Music without metadata for Clayton is something from a more innocent time. He remembers coming across the records as a teen:
Although Muslimgauze’s imagery has always suggested to me some neo-Orientalist version of Leila Khaled’s cosmopolitan Hepburn-as-hijacker chic, it barely made an impression as I started to listen. As far as I could tell, knowing little about Jones, the band was steeped in industrial music’s culture of provocation. Laibach had the totalitarian-irony look down pat; Coil opted for a gay-magick vibe; Psychic TV fetishized Charles Manson and Jim Jones; Muslimgauze embraced militant Arab agitprop.

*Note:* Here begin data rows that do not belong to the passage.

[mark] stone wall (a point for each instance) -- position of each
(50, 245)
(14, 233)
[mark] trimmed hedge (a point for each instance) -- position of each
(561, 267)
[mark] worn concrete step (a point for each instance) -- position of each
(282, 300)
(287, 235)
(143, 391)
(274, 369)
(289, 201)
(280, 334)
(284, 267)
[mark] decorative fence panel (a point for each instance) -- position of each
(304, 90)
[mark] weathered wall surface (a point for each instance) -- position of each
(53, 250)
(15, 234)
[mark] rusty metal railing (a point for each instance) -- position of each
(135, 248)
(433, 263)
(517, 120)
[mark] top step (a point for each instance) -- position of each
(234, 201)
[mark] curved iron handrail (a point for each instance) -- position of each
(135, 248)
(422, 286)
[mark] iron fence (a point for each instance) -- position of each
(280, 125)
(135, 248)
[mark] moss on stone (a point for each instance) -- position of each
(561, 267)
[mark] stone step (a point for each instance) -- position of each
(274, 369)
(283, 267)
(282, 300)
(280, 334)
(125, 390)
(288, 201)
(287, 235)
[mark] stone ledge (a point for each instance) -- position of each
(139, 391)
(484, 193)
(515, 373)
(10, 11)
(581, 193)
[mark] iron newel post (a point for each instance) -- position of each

Every “transgressive” band needed an outrage, and their album covers were neither more nor less meaningful than anyone else’s. Under the assumption that Muslimgauze was a group of British Arabs (secular, who probably dressed like Goths and wore eyeliner to the clubs), I disregarded the album art and dived into the music. It’s harder to do that now.
Music’s metadata could once be ignored. The way we valued music in the 1980s and the 1990s is part of a world that no longer exists: when music’s economic value has to be reassessed, the way we reassess the music as a whole changes as well. The way we value music might be increasingly moving to metadata.